Press Release from 2020-12-08 / Group
KfW Research – outlook for the year
Beating the coronavirus crisis sustainably with a digital and green investment rally
- End of crisis within reach as COVID-19 vaccine will soon be available
- Growth spurt is possible from next spring
- Economic policy must help businesses invest and encourage the workforce to upskill
With the prospect of an effective COVID-19 vaccine becoming available soon, there is a good chance that the German economy will overcome the consequences of the coronavirus pandemic next year. The return to public and social life from next spring will likely trigger a growth spurt. KfW Research expects economic growth of around 4% for 2021 after a decline of 5.3% this year. The pre-crisis level can probably be achieved again by the end of 2021. At her press briefing today in Frankfurt on the outlook for next year, the Chief Economist of KfW, Dr Fritzi Köhler-Geib, emphasised that Germany must now step up its efforts to advance the digital and climate-neutral transformation of the economy and society in order to safeguard the long-term competitiveness of local businesses.

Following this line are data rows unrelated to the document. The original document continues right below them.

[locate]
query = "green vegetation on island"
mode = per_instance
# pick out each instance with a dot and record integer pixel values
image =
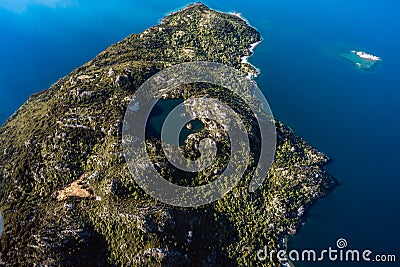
(68, 198)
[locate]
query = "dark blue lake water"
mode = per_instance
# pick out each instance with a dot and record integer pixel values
(350, 115)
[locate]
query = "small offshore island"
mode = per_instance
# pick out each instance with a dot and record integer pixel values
(361, 60)
(68, 198)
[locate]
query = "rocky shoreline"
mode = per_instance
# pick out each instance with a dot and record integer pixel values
(66, 142)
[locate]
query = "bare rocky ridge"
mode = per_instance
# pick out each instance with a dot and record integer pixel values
(65, 142)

“From next year we will need a digital and green investment rally in order to come out of the coronavirus crisis sustainably with a generally stronger economy”, said Dr Fritzi Köhler-Geib. “All economic actors must contribute – the state, the business community, the workforce and the banks.”
Business investment across the aggregate economy has probably plunged by around 8.5% as a result of the coronavirus crisis in 2020. SMEs are likely to be disproportionately affected by this slump, as the mandatory coronavirus restrictions have severely impacted on the services sector, which is strongly characterised by SMEs. Given the high losses in turnover caused by the pandemic-induced containment measures and the continuing high uncertainty about the progression of the crisis, businesses have a strong desire to secure and reinforce their financial resilience. However, this will go at the expense of capital expenditure that is actually needed to tap into growth areas emerging from the transition to a digital and climate-neutral economy.
KfW’s Chief Economist is convinced that all actors have a responsibility here. “Economic policy is now called upon to resolve the target conflict between financial resilience and capital expenditure in which many businesses find themselves”, Dr Fritzi Köhler-Geib stressed. “Now is the time to create the framework, provide incentives for investment and lead the way with start-up finance in order to make future growth possible in the two key areas of digitalisation and climate action. However, businesses and their employees must also undertake greater efforts themselves to harness the opportunities arising from the structural transformation with a forward-looking business model and appropriate further training. Obviously, in order to finance investment, it is essential to keep access to credit open.”